Deployment Guidelines
Deployments must be predictable, reversible, and low-risk. A deployment is not just pushing code—it is altering a live system used by real people. Treat it with respect.
When NOT to Deploy
As a general rule, deployments should not be attempted:
- After 4pm on any day
- On a Friday
- Before or during bank holidays
- When the person deploying cannot remain available for at least one hour post-deployment
Exceptions may be made for critical issues where the cost of delay exceeds the risk of the deployment.
Live Data
Before automatically or manually changing live data:
- A suitable backup must be identified or created
- Recovery steps must be understood before changes begin
- Both files and databases are considered data and must be protected
- Never assume backups exist—verify them
If you cannot roll back, you cannot deploy.
Pre-Deployment Checklist
The person deploying must confirm:
- The work has passed QA and meets the Definition of Done
- The PR has been approved and merged into the correct branch
- Environment variables, secrets, and configuration values are correct
- All migrations have been reviewed and tested on a staging environment
- Feature flags (if used) are in the desired state
- No unplanned changes or pending commits remain
If any item is unclear, stop.
Migrations & Schema Changes
If the deployment includes database schema or data migrations:
- Ensure the migration is idempotent (safe to run more than once)
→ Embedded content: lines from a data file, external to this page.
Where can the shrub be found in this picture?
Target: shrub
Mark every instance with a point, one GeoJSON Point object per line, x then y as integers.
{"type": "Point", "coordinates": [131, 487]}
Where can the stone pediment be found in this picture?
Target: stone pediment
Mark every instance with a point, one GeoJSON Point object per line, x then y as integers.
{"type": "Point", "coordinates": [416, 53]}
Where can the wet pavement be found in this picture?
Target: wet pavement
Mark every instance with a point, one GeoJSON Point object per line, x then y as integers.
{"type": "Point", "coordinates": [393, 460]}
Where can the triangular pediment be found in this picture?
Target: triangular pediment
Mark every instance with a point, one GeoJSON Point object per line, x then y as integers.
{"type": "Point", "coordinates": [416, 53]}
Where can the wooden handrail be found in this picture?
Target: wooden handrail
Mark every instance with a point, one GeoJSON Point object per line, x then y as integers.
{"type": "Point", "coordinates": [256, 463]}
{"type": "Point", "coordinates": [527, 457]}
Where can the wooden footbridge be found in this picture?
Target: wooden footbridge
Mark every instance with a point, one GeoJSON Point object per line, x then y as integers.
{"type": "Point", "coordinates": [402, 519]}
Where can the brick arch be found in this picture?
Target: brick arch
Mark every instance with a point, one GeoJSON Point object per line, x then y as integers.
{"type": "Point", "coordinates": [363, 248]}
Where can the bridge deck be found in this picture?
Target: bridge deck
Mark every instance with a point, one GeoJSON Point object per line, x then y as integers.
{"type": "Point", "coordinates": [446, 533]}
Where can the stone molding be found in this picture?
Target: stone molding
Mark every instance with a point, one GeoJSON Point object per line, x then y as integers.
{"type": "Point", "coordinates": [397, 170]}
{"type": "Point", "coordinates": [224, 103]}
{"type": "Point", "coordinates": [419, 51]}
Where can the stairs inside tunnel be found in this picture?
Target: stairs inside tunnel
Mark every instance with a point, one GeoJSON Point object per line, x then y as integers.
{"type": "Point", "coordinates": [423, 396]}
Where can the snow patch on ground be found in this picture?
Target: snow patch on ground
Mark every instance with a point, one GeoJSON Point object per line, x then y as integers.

- Confirm the migration time will not exceed acceptable outage windows
- Validate foreign key relationships and indexing are correct
- Have a rollback or reversible strategy (down script, snapshot, or plan)
Data changes are the most dangerous changes.
Staging First
All deployments must go through staging unless:
- The fix is a trivial UI change, or
- A critical bug requires direct hotfixing
Staging verifies:
- Code runs in a production-like environment
- Configuration changes behave as expected
- Migrations do not destroy or corrupt data
If staging breaks, production will break louder.
Monitoring & Verification
After deployment:
- Check application logs for errors or warnings
- Verify key user flows (login, checkout, form submissions)
- Confirm integrations are communicating correctly (payments, search, ERP, etc.)
- Keep an eye on performance metrics where available
Deployment is not finished until the system is verified healthy.
Rollback Plan
Before deploying, know how to undo it:
- Backup restore instructions
- Database snapshot or rollback script
- Code revert process
- Who must be notified if rollback is required
If you couldn’t revert within 10 minutes, you didn’t plan well enough.
Communication
For deployments that affect users or client operations:
- Notify stakeholders if downtime or degraded performance is expected
- Confirm who is available if something goes wrong
- Document the deployment outcome and any anomalies
Silence creates panic; clarity creates trust.
Definition of a Safe Deployment
A deployment is considered safe when:
It can be completed without surprises, verified without uncertainty, and reversed without drama.
If any of those conditions fail, postpone the deployment.